Solving Spark’s Small File Problem for 100x Faster Reads
Understand the Spark common small file problem, learn how to solve in the modern open table formats through offline and online optimizations.
The small file problem is one of the most common performance bottlenecks in Spark workloads. It’s deceptively simple: too many tiny files slow down your reads. But the implications run deep, affecting batch pipelines, streaming workloads, and ultimately user-facing query performance.
This article dives into what the small file problem is, why it happens, and how to solve it; with strategies that can deliver up to 100x faster reads especially for streaming jobs.
💡1000 files → compacted to 10 files will give 100x faster reads.
What Is the Small File Problem?
When Spark writes data, it does so in parallel. Each task typically outputs one file. With high parallelism (e.g., 100 tasks), you often end up with hundreds of small files rather than fewer large ones.
These small files make writes fast (parallelized, no need to coordinate much), but reads slow, because:
Spark has to open and scan thousands of files.
Each file triggers task scheduling overhead.
Metadata operations dominate actual data scanning.
Why It Hurts Read and Write Performance
Writes: Small files are easy to generate, but repartitioning to reduce them adds shuffle cost.
Reads: File explosion causes Spark to spend more time on metadata + scheduling than actual compute
💡 Reads happen more often than writes, just like code is read far more often than it is written.
Impact on Batch and Streaming Jobs
Batch workloads: Small files accumulate, degrading performance of downstream queries and compaction jobs.
Streaming workloads: Streaming prioritizes low-latency writes, which naturally produce small files. If compaction is forced inline, it adds latency; often unacceptable for SLA-driven pipelines.
Traditional Solutions in Spark
Before open table formats, the common fix was to repartition/coalesce before write or reduce the number of cores/tasks when starting the job.
Before Write:
df.repartition(10).write.format("parquet").save("...")
OR
df.coalesce(10).write.format("parquet").save("...")Setting Cores at Spark Job (Gives 10 in total tasks):
spark.executor.cores 2
spark.executor.instances 5Repartition triggers a full shuffle (expensive).
Coalesce reduces files but can cause data skew.
With
Ncores, you typically getNoutput files (10 cores = 10 files).
In all the above scenarios, we set the file count to 10, which requires you to manually determine the right number; unlike in open table format solutions.
Open Table Format Solutions
Modern table formats provide smarter, managed ways to handle small files.

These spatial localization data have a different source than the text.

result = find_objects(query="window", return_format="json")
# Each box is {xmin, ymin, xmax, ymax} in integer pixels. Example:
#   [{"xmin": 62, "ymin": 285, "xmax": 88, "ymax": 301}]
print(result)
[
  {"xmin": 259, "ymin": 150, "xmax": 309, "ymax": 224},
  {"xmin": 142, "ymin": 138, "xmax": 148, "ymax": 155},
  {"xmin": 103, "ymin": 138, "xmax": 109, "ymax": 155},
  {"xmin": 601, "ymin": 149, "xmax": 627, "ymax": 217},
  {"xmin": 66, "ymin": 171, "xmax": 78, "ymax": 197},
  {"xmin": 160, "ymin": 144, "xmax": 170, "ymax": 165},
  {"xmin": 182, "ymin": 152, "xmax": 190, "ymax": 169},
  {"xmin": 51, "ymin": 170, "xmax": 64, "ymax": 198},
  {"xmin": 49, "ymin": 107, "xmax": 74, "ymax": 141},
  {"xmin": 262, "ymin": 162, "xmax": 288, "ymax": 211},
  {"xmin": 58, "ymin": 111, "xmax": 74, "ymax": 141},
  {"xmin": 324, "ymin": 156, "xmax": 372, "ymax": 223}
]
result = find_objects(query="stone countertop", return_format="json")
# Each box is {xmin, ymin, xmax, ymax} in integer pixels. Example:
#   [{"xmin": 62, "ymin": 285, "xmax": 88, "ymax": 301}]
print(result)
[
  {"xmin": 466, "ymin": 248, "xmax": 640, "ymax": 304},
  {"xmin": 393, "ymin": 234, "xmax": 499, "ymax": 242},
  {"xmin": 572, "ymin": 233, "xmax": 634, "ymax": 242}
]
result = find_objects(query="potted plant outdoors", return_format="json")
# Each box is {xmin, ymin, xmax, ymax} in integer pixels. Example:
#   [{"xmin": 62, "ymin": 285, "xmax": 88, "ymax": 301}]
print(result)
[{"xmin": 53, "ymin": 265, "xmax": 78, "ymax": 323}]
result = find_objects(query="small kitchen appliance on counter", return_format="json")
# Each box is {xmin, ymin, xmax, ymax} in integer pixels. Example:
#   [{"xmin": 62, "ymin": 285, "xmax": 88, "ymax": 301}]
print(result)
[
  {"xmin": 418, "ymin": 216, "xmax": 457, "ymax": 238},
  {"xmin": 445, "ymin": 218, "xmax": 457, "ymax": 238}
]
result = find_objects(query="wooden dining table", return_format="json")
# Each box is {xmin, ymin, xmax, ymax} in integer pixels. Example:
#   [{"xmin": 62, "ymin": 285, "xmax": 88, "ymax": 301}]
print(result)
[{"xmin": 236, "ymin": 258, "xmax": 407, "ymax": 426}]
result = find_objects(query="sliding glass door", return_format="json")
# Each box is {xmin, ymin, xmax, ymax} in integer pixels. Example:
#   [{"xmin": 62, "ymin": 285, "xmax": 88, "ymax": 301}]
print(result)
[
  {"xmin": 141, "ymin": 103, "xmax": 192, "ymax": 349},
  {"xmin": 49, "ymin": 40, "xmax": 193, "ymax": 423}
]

Since open table formats support versioning, they can perform these optimizations efficiently and smartly without disrupting the user experience.
Offline Optimization (Table & Partition Level)
This feature is commonly known as compaction which periodically merges many small files into fewer large ones per table or partition.
This is asynchronous process and conceptually similar to
coalesce; fewer output files but efficient. It makes data available asap but makes it read efficient later.Example: Merge 100 files into 10 larger ones. Number of files depend on the file size which can be configured through spark config if needed.
Still requires scanning files, so the more small files you start with, the more expensive compaction becomes.
Great for batch data where compaction can run right after the job is done.
Online Optimization (Task Level)
Instead of blindly writing one file per task, Spark can group writes more intelligently before write. Delta calls it optimized write.
This is synchronous process and conceptually similar to
coalesce; fewer output files but efficient. It adds latency but once data is available its read efficient.Example: Instead of 100 small files, Spark writes 50 medium-sized files.
Makes later compaction faster, since it only needs to process 50 files instead of 100.
Streaming jobs that writes small files can take advantages of this along with compaction when the SLA permits.

Decision Flow
Conclusion
The small file problem is a silent killer of Spark performance. While small files make writes faster, they heavily penalize reads. Open table formats like Delta, Iceberg, and Hudi provide optimization features that strike the right balance. Solving this problem can unlock up to a 100x boost in read performance, crucial for truly scalable Lakehouse analytics.







The tradeoff between online and offline optimization is really interesting, especially for streaming workloads where you basically have to pick between latency and read performance. The decision flow diagram nails it though, batch jobs can just run compaction right after and get the best of both worlds. Have you seen cases where optimized writes still cause SLA issues even with modest data volumes?